The Confederated Tribes of Grand Ronde took advantage of their reservation's prime location near Highway 18, equidistant from the state capitol in Salem and the coastal retreat of Lincoln City, to build a casino that would ultimately draw more visitors than any other attraction in Oregon (second is Multnomah Falls). It's an irresistable rest stop on the lengthy drive between Portland and Lincoln City, considering the bathrooms are clean, fountain drinks are free, and since it's a casino, they'll obviously let you smoke indoors.
Upon entering, you'll probably notice that the place isn't a typical cheesy Indian gambling hall. Since it opened in October 1995, Spirit Mountain Casino has become the most successful casino in the Pacific Northwest, partly due to the 90,000 square feet of gaming space and the variety of games available. While many other casinos are prohibited from offering much besides blackjack, keno, and various and sundry slots, Spirit Mountain has craps, roulette, pai gow poker, and off-track betting as well. Although the casino offers alternative gaming areas that are relatively smoke-free, the paths to get to those areas may not be. Spirit Mountain also has five restaurants, a hotel/lodge with 100 guest rooms (US$90 to US$110 per night), and an auditorium that hosts performances from the usual middle to upper-middle tier celebrities.
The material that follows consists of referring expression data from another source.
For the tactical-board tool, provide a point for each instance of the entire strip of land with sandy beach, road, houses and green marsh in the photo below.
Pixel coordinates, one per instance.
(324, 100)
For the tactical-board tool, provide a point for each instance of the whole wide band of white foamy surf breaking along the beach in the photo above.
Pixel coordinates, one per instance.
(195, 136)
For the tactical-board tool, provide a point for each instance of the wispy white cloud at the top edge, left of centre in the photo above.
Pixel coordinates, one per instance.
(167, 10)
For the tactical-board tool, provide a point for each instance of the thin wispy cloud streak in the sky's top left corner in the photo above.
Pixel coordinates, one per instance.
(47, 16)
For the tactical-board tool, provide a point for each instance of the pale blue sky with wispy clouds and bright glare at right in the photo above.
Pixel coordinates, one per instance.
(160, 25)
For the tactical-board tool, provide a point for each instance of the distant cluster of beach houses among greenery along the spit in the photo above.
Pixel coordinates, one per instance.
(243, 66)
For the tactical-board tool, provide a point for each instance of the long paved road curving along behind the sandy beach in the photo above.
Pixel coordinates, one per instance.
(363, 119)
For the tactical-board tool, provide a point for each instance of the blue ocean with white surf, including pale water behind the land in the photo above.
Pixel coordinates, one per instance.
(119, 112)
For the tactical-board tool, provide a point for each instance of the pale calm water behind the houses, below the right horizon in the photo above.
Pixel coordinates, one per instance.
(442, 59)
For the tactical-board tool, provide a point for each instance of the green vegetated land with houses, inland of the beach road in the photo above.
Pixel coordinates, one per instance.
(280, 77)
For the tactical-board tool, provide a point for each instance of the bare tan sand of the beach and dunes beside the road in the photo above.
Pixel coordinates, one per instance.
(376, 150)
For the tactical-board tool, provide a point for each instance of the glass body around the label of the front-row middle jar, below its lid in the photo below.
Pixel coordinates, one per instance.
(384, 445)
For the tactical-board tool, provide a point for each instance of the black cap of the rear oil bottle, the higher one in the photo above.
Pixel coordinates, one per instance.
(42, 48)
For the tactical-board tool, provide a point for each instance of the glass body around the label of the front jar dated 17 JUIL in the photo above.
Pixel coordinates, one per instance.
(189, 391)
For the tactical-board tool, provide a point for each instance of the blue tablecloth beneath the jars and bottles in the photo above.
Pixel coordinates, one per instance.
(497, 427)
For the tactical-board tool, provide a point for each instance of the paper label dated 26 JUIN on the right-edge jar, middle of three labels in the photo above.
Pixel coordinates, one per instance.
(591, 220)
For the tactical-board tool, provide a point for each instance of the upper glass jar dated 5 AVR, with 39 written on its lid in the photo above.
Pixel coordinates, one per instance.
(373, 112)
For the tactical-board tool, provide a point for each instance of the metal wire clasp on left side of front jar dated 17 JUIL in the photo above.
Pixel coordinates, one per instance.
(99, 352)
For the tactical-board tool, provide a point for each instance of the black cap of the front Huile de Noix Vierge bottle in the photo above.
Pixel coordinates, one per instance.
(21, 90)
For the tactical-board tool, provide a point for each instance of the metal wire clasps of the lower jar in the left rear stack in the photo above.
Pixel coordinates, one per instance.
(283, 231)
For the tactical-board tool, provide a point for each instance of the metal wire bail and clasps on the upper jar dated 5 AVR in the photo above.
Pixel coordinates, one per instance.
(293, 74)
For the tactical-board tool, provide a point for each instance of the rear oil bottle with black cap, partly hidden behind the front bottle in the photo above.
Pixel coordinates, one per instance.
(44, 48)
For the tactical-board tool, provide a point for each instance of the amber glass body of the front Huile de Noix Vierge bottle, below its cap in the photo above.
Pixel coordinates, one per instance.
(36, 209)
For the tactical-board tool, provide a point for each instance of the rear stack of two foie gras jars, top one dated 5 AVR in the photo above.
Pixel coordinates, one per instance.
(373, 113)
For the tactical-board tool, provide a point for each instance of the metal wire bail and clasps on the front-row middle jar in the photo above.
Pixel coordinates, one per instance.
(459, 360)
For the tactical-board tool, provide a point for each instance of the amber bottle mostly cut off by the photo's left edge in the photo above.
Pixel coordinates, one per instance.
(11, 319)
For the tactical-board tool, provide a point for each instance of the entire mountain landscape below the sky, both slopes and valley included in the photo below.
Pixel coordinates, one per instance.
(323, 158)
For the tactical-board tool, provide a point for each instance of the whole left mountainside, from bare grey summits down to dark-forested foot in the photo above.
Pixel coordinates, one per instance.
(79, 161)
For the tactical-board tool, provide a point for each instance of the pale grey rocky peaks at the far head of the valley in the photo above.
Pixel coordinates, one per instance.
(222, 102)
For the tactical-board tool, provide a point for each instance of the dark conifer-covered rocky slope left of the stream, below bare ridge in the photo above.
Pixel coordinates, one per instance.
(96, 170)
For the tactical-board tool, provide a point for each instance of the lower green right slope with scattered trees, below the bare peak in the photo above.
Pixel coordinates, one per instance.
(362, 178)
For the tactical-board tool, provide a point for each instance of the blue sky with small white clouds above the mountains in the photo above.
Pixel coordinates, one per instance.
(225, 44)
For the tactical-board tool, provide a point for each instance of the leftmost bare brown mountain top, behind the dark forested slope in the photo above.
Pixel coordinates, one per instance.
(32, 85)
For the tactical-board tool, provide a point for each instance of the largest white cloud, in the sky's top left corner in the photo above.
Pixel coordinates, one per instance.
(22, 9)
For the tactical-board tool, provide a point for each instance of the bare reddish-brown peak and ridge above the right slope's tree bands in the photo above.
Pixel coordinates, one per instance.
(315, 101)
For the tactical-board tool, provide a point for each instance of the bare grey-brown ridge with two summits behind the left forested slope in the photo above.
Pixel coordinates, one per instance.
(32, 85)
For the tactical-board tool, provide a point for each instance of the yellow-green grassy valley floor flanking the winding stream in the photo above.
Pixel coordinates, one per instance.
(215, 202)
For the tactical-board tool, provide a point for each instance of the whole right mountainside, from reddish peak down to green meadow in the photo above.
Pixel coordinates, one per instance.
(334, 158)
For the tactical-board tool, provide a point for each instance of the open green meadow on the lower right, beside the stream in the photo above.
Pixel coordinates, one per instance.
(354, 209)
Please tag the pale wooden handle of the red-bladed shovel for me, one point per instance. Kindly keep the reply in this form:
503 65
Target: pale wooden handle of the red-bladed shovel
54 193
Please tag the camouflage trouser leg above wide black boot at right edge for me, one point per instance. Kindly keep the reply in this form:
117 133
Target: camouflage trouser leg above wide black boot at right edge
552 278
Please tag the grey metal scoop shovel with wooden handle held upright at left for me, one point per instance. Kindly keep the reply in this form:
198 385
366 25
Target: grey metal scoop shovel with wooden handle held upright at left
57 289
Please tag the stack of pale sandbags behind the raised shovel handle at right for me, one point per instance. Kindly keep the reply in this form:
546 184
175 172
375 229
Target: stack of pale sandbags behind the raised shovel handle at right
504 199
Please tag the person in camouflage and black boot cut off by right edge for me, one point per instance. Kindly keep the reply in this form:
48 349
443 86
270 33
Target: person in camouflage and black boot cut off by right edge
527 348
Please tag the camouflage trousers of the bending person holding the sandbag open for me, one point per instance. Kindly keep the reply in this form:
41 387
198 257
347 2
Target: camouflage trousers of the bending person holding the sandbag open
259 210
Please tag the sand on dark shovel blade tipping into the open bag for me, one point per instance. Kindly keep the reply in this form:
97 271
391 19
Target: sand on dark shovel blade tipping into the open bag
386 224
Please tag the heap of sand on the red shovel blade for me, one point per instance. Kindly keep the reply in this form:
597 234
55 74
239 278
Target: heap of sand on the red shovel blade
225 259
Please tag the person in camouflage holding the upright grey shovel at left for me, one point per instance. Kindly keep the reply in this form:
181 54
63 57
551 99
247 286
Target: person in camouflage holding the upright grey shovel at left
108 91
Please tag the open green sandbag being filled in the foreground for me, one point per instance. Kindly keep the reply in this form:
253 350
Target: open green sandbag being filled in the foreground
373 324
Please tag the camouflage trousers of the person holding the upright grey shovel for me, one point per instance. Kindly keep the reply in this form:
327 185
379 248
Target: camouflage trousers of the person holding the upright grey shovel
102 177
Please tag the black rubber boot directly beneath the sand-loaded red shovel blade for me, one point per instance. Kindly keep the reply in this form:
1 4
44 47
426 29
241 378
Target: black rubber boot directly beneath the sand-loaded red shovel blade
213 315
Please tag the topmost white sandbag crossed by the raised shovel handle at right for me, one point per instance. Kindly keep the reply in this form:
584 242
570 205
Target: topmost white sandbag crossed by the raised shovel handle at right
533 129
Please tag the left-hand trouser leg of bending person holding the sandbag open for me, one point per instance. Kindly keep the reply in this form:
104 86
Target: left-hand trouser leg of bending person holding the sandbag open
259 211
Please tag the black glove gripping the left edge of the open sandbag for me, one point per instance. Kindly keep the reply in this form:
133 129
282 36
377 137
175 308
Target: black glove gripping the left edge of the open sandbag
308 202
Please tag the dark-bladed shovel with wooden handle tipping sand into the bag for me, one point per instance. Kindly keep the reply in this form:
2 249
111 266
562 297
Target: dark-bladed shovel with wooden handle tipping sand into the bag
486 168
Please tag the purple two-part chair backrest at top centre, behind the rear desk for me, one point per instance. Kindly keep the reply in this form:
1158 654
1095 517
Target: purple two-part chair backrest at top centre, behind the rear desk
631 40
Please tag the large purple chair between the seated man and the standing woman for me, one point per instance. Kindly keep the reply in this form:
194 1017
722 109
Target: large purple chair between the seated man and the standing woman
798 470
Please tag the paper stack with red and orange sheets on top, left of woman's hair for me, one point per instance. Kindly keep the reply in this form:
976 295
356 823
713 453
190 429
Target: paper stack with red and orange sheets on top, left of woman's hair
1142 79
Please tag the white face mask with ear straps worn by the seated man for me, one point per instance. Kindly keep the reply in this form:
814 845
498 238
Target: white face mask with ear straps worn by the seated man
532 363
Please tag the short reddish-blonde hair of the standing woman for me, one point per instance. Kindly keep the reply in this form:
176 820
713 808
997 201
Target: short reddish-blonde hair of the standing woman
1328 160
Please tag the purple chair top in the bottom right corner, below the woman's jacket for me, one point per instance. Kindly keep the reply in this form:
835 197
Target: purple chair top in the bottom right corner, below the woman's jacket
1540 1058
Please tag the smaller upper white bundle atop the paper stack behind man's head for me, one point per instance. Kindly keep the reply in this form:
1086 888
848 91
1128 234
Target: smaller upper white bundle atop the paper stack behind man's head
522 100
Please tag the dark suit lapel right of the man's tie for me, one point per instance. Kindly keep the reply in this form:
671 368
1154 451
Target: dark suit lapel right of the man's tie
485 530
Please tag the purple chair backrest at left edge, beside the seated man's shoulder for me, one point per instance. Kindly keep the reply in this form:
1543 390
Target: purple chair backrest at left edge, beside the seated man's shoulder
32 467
As expected with any populated area in the Northwest, the casino does indeed have a Starbucks in its lobby.
As part of the casino's recent five year anniversary, management began committing all profits into the Spirit Mountain Community Fund, which covers a variety of programs, investments, and charities associated with the 5050 member tribe. Casino revenue is viewed by the tribe as a tool to achieve economic self-sufficiency, and tribal leaders are committed to charting a future path that does not rely solely on the casino. All I wanted to know was, if this is an Indian casino, possibly a great Indian casino, how come I've never seen any actual Indians working there?